In [1]:
import pandas as pd
from datasets import Dataset
from transformers import AutoTokenizer

  from .autonotebook import tqdm as notebook_tqdm


In [2]:
# Map src directory
import sys
import os
root_dir = os.path.abspath(os.path.join(os.getcwd(), "../."))
print("Root Directory: ", root_dir)
src_dir = os.path.join(root_dir,"src")
print("Src Directory: ", src_dir)
sys.path.append(src_dir)
data_dir = os.path.join(root_dir,"data")
print("Data Directory: ", data_dir)

Root Directory:  /media/dzielinski06/HDD1/AI894 - Capstone/Complete Collision Recorder
Src Directory:  /media/dzielinski06/HDD1/AI894 - Capstone/Complete Collision Recorder/src
Data Directory:  /media/dzielinski06/HDD1/AI894 - Capstone/Complete Collision Recorder/data


In [3]:
def concatenate_texts(row):
    cad_text = row['CAD_TEXT'] if pd.notna(row['CAD_TEXT']) else ""
    oh_text = row['OH1_TEXT'] if pd.notna(row['OH1_TEXT']) else ""
    
    if oh_text:  # If 'OH_TEXT' is not an empty string
        return cad_text + "POLICE NARRATIVE \n\n " + oh_text
    else:
        return cad_text  # If 'OH_TEXT' is empty, return only 'CAD_TEXT'

# Apply the function to the dataframe to create a new concatenated column
bikeCLE_input_df = pd.read_csv(os.path.join(data_dir, "processed", "GCAT_pred_df.csv"))
bikeCLE_input_df = bikeCLE_input_df[bikeCLE_input_df['concatenated_text'].str.strip() != '']
bikeCLE_input_df = bikeCLE_input_df[pd.notna(bikeCLE_input_df['BIKE_CLE_TEXT'])]
bikeCLE_input_df

Unnamed: 0,concatenated_text,BIKE_CLE_TEXT
0,CALL COMMENTS COMMENTS FROM INTERGAPH 1/1/2020...,A driver struck an adult crossing an intersect...
1,POLICE NARRATIVE \n\n WHILE UNIT1 WAS TURNING ...,A driver of a commercial truck turned left and...
2,CALL COMMENTS COMMENTS FROM INTERGAPH 1/3/2020...,A driver struck a person. The crash caused inj...
3,CALL COMMENTS COMMENTS FROM INTERGAPH 1/3/2020...,A driver turned left and struck and killed an ...
4,CALL COMMENTS COMMENTS FROM INTERGAPH 1/4/2020...,A driver struck an adult.
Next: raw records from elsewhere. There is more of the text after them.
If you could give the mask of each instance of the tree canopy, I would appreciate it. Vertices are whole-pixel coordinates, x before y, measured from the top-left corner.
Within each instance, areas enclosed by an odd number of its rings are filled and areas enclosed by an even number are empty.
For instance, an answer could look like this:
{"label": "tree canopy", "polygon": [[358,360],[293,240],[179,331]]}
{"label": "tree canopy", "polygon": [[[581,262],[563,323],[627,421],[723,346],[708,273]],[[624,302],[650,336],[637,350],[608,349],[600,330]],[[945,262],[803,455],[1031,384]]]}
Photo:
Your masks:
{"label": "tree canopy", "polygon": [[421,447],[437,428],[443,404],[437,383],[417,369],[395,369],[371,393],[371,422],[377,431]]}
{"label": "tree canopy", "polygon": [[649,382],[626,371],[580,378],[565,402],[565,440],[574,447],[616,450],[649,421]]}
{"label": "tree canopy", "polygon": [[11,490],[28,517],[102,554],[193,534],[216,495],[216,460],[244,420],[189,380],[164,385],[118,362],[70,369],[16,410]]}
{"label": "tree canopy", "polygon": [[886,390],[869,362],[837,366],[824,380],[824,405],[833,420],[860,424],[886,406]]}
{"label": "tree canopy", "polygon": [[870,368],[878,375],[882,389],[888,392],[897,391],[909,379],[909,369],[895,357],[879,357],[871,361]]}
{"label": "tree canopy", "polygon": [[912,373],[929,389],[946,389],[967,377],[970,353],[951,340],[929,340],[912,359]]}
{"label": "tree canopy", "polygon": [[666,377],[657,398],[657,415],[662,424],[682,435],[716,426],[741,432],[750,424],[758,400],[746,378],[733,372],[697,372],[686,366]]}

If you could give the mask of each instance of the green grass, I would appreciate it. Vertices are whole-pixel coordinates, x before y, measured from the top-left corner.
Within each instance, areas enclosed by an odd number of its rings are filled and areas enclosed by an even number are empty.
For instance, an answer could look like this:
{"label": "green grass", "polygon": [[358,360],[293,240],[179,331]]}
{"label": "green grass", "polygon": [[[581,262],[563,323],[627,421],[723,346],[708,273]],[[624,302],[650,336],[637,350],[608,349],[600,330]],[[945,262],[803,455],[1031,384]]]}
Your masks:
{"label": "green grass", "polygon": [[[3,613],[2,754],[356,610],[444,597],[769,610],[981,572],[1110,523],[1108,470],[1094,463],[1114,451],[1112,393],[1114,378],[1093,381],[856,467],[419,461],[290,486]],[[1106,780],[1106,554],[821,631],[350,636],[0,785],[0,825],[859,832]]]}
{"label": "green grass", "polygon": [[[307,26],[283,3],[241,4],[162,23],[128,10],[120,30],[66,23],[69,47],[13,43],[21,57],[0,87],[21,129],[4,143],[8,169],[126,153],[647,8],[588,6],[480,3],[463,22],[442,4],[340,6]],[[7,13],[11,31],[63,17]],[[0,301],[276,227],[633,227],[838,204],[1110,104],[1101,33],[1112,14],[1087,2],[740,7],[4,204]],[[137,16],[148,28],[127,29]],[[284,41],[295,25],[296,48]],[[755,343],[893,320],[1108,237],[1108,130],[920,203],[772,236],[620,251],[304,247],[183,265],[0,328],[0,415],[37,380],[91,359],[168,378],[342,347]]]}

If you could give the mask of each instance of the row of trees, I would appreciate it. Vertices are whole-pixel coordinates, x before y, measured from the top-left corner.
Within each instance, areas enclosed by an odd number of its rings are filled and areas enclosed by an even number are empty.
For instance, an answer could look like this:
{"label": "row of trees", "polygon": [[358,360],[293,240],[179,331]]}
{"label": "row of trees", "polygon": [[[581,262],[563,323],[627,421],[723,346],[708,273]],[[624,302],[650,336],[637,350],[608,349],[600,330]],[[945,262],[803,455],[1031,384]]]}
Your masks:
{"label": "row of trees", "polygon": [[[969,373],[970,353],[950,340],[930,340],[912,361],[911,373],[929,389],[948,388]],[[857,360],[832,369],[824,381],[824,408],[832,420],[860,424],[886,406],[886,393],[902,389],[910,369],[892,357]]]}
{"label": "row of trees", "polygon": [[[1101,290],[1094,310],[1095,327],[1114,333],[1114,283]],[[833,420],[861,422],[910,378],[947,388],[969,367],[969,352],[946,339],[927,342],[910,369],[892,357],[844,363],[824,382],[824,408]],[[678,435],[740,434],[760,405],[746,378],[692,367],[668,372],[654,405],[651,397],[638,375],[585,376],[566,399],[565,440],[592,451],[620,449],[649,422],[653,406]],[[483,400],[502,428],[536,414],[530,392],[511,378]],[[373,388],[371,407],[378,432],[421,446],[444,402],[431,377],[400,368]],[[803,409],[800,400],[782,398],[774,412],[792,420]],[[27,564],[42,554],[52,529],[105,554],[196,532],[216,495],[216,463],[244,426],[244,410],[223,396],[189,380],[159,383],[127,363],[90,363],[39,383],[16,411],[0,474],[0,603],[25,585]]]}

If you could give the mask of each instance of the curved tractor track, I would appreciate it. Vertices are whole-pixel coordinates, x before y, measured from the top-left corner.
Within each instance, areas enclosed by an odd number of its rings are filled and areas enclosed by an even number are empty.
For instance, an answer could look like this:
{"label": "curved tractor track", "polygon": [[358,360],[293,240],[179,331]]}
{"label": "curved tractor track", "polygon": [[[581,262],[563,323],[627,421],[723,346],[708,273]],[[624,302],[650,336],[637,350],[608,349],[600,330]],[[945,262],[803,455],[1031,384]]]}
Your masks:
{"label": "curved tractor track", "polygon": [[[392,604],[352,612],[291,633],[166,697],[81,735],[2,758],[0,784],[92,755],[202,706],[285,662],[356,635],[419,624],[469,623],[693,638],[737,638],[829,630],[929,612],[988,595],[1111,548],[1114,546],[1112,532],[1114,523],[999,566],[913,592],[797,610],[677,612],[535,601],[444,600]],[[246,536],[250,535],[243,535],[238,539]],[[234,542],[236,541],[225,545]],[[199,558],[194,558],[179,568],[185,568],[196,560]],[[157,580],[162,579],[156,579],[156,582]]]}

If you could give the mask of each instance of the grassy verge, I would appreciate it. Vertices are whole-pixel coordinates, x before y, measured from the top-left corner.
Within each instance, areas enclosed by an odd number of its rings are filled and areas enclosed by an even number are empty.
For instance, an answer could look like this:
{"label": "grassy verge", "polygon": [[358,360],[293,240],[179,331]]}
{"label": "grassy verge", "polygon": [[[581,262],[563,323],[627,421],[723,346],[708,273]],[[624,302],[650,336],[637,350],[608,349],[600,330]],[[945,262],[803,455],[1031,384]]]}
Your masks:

The crash caused inj...
...,...,...
2168,CALL COMMENTS COMMENTS FROM INTERGAPH 12/29/20...,A driver of a passenger car struck an adult on...
2169,PRINT DATE/TIME: LOGIN ID: INCIDENT DATE/TIME:...,A driver of an SUV turned left and struck an a...
2170,CALL COMMENTS COMMENTS FROM INTERGAPH 12/30/20...,A driver of a transit bus struck a person.
2171,PRINT DATE/TIME: 01/05/2024 06:37 LOGIN ID: GR...,A driver struck a person.


In [4]:
dataset = Dataset.from_pandas(bikeCLE_input_df[['concatenated_text', 'BIKE_CLE_TEXT']])
tokenizer = AutoTokenizer.from_pretrained('mistralai/Mistral-7B-v0.1')
tokenizer.pad_token_id = 0
tokenizer.padding_side = "left"
tokenizer.truncation_side = "left"

def tokenize_inputs_and_labels(examples):
    # Tokenize input (concatenated_text)
    inputs = tokenizer(examples['concatenated_text'], padding='max_length', truncation=True, max_length=2048)
    
    # Tokenize target labels (BIKE_CLE_TEXT)
    labels = tokenizer(examples['BIKE_CLE_TEXT'], padding='max_length', truncation=True, max_length=2400)
    
    # Use input_ids from both tokenizations
    inputs["labels"] = labels["input_ids"]
    
    # Replace padding token id (assigned to -100) so it's ignored in the loss calculation
    inputs["labels"] = [
        [(label if label != tokenizer.pad_token_id else -100) for label in labels_seq] 
        for labels_seq in inputs["labels"]
    ]
    
    return inputs

# Apply tokenization to the entire dataset
tokenized_dataset = dataset.map(tokenize_inputs_and_labels, batched=True)

train_test_split = tokenized_dataset.train_test_split(test_size=0.999)

# Separate the datasets
train_dataset = train_test_split['train']
validation_dataset = train_test_split['test']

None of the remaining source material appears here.